The event allowed members of the general public to be introduced to the company's latest product, Google Glass—a computing system built on an eyeglass frame— and to spend a few minutes trying out a headset. Before Saturday, Glass had been used only by select testers and developers. Interest for the event was strong, with hundreds of attendees.
Durham was chosen as the tour's first location due to the research technology community in the area, said Devin Buell, a Glass guide lead and Glass program manager.
“Durham is a tech hub for innovation with the Research Triangle Park and all the other startups that you guys have out of here,” Buell said. “Google has a big presence—we have a datacenter in Lenoir and an office in Chapel Hill…. It was kind of a natural fit.”
Glass is a small computer with a projector and a prism mounted on a titanium eyeglass frame.
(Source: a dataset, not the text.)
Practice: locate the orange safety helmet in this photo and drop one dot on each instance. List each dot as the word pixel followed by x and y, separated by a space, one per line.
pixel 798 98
It allows the wearer to see a virtual screen in their field of view and has voice, touch and movement controls, according to information given at the event.
“What we try to do with Glass is try to get people away from their phones and have them live in the moment,” said Glass Guide Laura Lin.
Although Glass might seem like an extra distraction, wearing the product as opposed to depending on a phone allows people to be more engaged with their surroundings, Lin said.
Glass is designed to be both immersive and peripheral at the same time. It is light enough that the wearer does not notice it after the first few seconds but it is available for use at any instant, The Chronicle's reporter found from using the device. Images are projected into a prism placed in front of the eye, allowing the wearer to see images as if they were in the upper-right portion of their field of view. The headsets respond to voice commands, head movements and finger gestures from a touchpad on the side of the headset.
Google has had about 10,000 “explorers” use Glass up until this point, Buell said. They are both testing the product and developing applications for it. Google does plan to make the product public in the near future, probably some time next year, Buell noted.
“We want to get it out there," he said. "It’s not something we only keep in the hands of explorers. It’s definitely going to be public."
The Durham event was a first step in that direction. Buell said that Google chose to start their Glass tour in Durham not only because of the Research Triangle's technology community and Google’s own presence nearby, but also the proximity to universities such as Duke and the University of North Carolina at Chapel Hill.
At the Durham event, attendees who had signed up in advance were given an overview of the Glass project by Glass Guides, instructed in how to use Glass and then allowed to put on a Glass headset for about seven minutes. Attendees tried Google searches, took pictures using Glass’ built in camera and tried out the navigation feature.
Attendance was high, with long lines forming at the door. Sign-ups closed several days before the event due to high demand. Most attendees appeared to be impressed with Glass.
“I thought it was awesome,” Nick Fulton, an employee at UNC, said.
The product was not perfect, however. In one demonstration, a Guide asked Glass to provide the score of the UNC-Virginia Tech football game—but the score for another game was pulled up instead.
Some attendees said that they had ideas for other possible applications and uses.
“It looks pretty interesting,” event attendee Randall Stroud said. “I’d like to try this synced with my phone, but today was sort of limited in what we were allowed to do.”
Ryan York, a Raleigh resident who works with law enforcement technology, said he saw great potential for the device.
“I see what it’s going to do and how it’s going to help us, mainly in respect to grouping information together and making it useful,” he said. “It would be very interesting if you and I were talking and I wanted your contact information and I could bring up your name, take a picture of you and automatically look you up.”